On peut aussi imaginer qu’il fera tout pour s’accrocher au pouvoir. Ou du moins, s’il perd, pour négocier sa sortie selon ses propres termes.

Même aux plus hauts échelons de l’administration, on craint que le président n’utilise les pouvoirs du gouvernement pour négocier son départ à son avantage, selon une récente enquête du New York Times.

> Lisez l’article du New York Times (en anglais)

Il pourrait par exemple profiter de la période de transition pour s’accorder un pardon présidentiel. À lui-même. Certes, ce serait du jamais-vu, mais… serait-on vraiment surpris ?

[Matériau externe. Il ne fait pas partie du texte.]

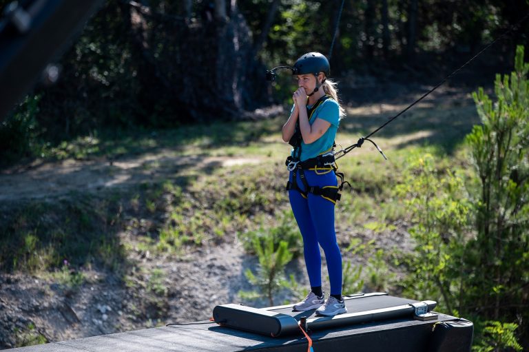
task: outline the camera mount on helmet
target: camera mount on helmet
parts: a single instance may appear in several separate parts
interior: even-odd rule
[[[294,73],[294,68],[291,66],[278,66],[270,70],[267,70],[267,73],[264,76],[264,79],[267,80],[267,82],[273,82],[276,81],[276,71],[280,69],[290,70],[292,71],[292,75],[295,74],[295,73]]]
[[[316,87],[314,88],[314,91],[309,94],[309,96],[318,92],[321,85],[318,81],[318,75],[320,74],[320,72],[325,74],[325,77],[323,79],[322,84],[331,74],[331,65],[327,58],[322,54],[315,52],[307,52],[302,55],[295,61],[293,66],[278,66],[267,70],[265,75],[267,81],[273,82],[276,81],[276,71],[280,69],[290,70],[292,71],[293,76],[313,74],[316,77]]]

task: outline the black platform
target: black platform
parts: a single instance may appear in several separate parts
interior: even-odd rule
[[[380,302],[369,298],[350,300],[355,307],[349,313],[380,308]],[[395,300],[393,300],[395,298]],[[393,298],[393,303],[405,300]],[[410,300],[406,300],[409,301]],[[364,302],[365,305],[359,304]],[[364,306],[362,308],[361,306]],[[391,307],[388,307],[391,309]],[[282,314],[300,316],[291,306],[264,309]],[[312,313],[312,312],[309,312]],[[331,319],[335,319],[336,317]],[[432,331],[434,324],[435,331]],[[435,320],[421,321],[413,316],[318,329],[311,334],[314,352],[320,351],[409,351],[467,352],[472,342],[472,323],[457,318],[439,314]],[[438,333],[440,331],[440,333]],[[64,351],[307,351],[307,340],[301,331],[273,338],[221,327],[214,322],[198,322],[126,333],[95,336],[45,345],[14,349],[17,352]]]

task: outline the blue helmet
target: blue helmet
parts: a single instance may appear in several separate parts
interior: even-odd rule
[[[320,72],[323,72],[328,78],[331,74],[329,60],[319,52],[307,52],[302,55],[296,60],[293,68],[292,74],[294,75],[313,74],[318,76]]]

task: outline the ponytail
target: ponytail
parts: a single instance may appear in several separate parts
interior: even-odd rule
[[[342,119],[346,116],[345,113],[345,109],[342,107],[342,105],[340,104],[340,99],[338,98],[338,90],[336,87],[338,84],[336,82],[329,79],[326,79],[324,82],[322,86],[323,87],[323,90],[325,92],[325,94],[327,95],[331,96],[331,97],[334,99],[334,101],[338,103],[338,107],[340,109],[340,118]]]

Pour l’historien Jon Meacham, cité dans le New Yorker, « l’auto-pardon serait l’acte ultime d’onanisme constitutionnel pour un président narcissique ».

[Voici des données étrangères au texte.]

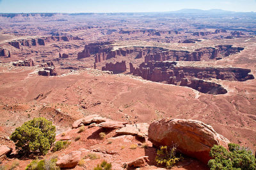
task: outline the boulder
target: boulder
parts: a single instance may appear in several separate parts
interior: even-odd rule
[[[81,151],[73,151],[60,157],[56,166],[60,168],[74,168],[81,160]]]
[[[77,120],[73,123],[72,129],[77,128],[79,126],[83,125],[84,124],[93,123],[93,118],[99,117],[99,115],[91,115],[86,117],[80,118],[79,120]]]
[[[138,136],[141,138],[148,136],[148,131],[149,125],[147,123],[141,123],[136,124],[137,129],[139,130]]]
[[[119,129],[124,127],[127,122],[117,122],[113,120],[108,120],[105,122],[100,123],[99,126],[106,129]]]
[[[136,159],[131,161],[129,162],[124,164],[124,167],[145,167],[147,165],[147,162],[148,162],[148,157],[144,156],[141,157],[137,158]]]
[[[139,130],[135,125],[126,125],[125,127],[116,130],[116,132],[120,134],[137,135],[139,133]]]
[[[137,124],[135,125],[126,125],[116,132],[120,134],[137,135],[141,138],[148,136],[149,125],[147,123]]]
[[[0,146],[0,157],[3,155],[8,155],[12,152],[12,148],[9,148],[6,145]]]
[[[214,145],[227,147],[230,141],[202,122],[186,119],[164,118],[152,123],[148,139],[154,146],[177,145],[177,149],[189,157],[207,164],[211,159]]]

Mais Donald Trump pourrait aussi concéder la victoire en échange de la promesse qu’il n’aurait pas à rendre de comptes devant la justice.

Ça peut sembler invraisemblable, ça aussi, mais il n’est pas exclu qu’on lui accorde cette « faveur », sachant que de nombreux Américains sont prêts à le suivre jusqu’au bout.

Ceux-là, les plus ardents partisans de Trump, pourraient vouloir prendre les choses en mains dans les prochains jours. Surtout si le président de la discorde les incite à le faire en se plaignant d’avoir été injustement dépouillé de la victoire.

Ils constituent sa meilleure police d’assurance.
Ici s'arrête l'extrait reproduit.